Gene expression profiles of embryonic motor neurons in the SOD1G93A mouse model of amyotrophic lateral sclerosis: insights into earliest pathogenesis

Although ALS typically presents in mid to late-life, there is increasing evidence for a protracted preclinical period of motor neuron dysfunction. The goal of this study is to identify the earliest gene expression patterns in lower motor neurons that drive selective neuronal vulnerability in a mouse model of ALS. We have implemented transgenic SOD1G93A with a lower motor neuron fluorescent reporter (HB9-GFP) mice to unambiguously isolate spinal motor neurons using FACS for gene expression profiling using RNA sequencing at embryonic day (E)12.5. Data from this transcriptomic study allowed the identification of disturbance in MN homeostasis which occur at the day of birth of spinal motor neurons in SOD1G93A mice. Pathway analysis uncovered several remarkably dysregulated pathways including RNA metabolism disturbance and excitotoxicity.

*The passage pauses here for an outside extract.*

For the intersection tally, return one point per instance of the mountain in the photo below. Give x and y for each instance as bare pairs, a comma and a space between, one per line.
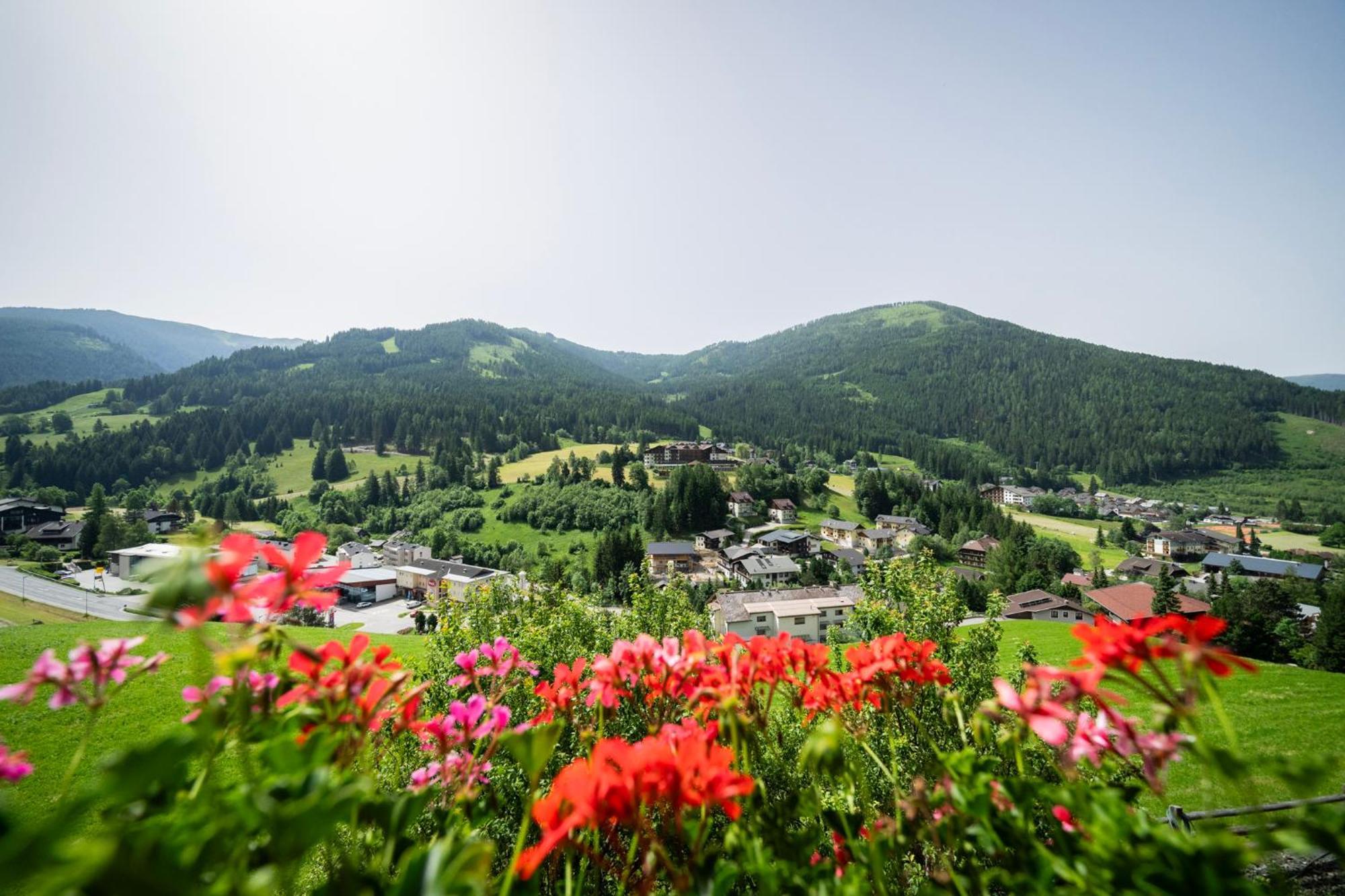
966, 397
80, 343
1332, 382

Our findings have the potential to reveal insights into the incipient molecular mechanisms that confer motor neuron vulnerability and therefore may highlight relevant gene targets and pathways for effective intervention in ALS. Gene expression profile of mouse spinal motor neurons. Wild-type control with 4 biological replicates compared with mouse SOD1G93A motor neurons 4 biological replicates at embryonic day 12.5.